HN proves it doesn't need to be like that. It gets dozens of millions of page views a day, a lot of which is bot traffic. HN only uses captchas for creating accounts or logging in. You're free to scrape any content as long as you respect the crawl delay of 30 seconds specified in robots.txt, and don't try to visit links that perform actions a human would take (like adding things to favorites or voting). That's how the internet should work: just deliver content.
dist-epoch
3 hours ago
> one bot taking a snapshot isn't going to make a difference
until half of HN users start asking their agent to do the same, to summarize the top HN articles every day
ge96
4 hours ago
I briefly tried to do his job where it was scraping steam for CS GO skins (think a knife skin for $2,000.00) and yeah trying to find proxy poviders/get around the ip limit... tough one but market for it people paying for the tool (not mine).
figmert
3 hours ago
Antibot measure also block real users at the slightest change they don't like. Anti-fingerprinting measure? You're a bot. Adblockers? You're a bot.
__alexs
3 hours ago
There's no ethical consumption of... ad supported content.
cute_boi
4 hours ago
Exactly these crappy companies like browser use is causing more captcha etc.. All these scraper companies should've been regulated heavily. They use residential proxy creating incentive for hacking IOT devices etc..
stogot
4 hours ago
I wish simpler bots existed for consumers. I want to know when someone replies to me, when a price drops, when airlines open new seat reservations, when a new seat opens for a college class, when a concert is coming to my area for a musician I listen to, when my local grocer has new stock, when a new Hyatt offer is available in a city I want to visit, etc. doesn’t mean I’m abusive. I can have it check once a day. In almost all those cases, I want to spend money with the business but I don’t want to manually check
hollerith
3 hours ago
The people who've been in charge of the web (i.e., mostly the browser makers, but also the owners of the most popular sites) have made decisions that are IMHO severely anti-user. Although these anti-user design decisions have been accumulating for 30 years, users have had no alternative because all the content was on the web with way to get it other than to visit web sites with a web browser.

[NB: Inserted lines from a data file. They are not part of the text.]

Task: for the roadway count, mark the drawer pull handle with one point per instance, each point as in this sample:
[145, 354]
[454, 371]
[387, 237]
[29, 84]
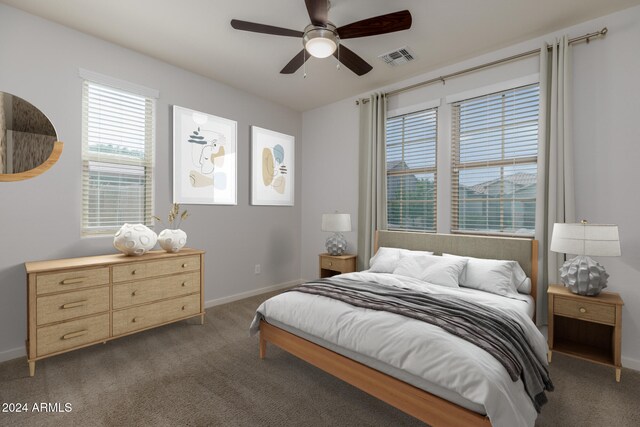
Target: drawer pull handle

Now that there is an alternative (namely AI) people (including me) are flocking to the alternative. You want frame this as unethical bots versus ethically-acceptable human site visitors, but the main motivation for the use of scraping bots these days is to provide services (i.e, AI-based question answering) that users (like me) consider far superior to going directly to web sites for information because visiting web sites with a web browser is a frustrating tedious experience.
ranger_danger
4 hours ago
Web archival/preservation services/projects that need to get past captchas and other bot checks are a prime target for a service like this... but I think their main customers are people just mass scraping parts of the internet for less altruistic reasons.
zuzululu
4 hours ago
Once again I'd like to remind that violating Terms of Service isn't the same as violating some moral ethics. They are literally just expectations with no enforceable or legal boundaries.
For example I could write in my Terms of Service that you do not view more than one page on my website and expect you to send me a written permission to read the rest. I don't expect anybody to follow and I sure don't think less of those that do.
The push for verified IDs is not related to this, its more of a politically motivated attempt at selling fear to justify more surveillance.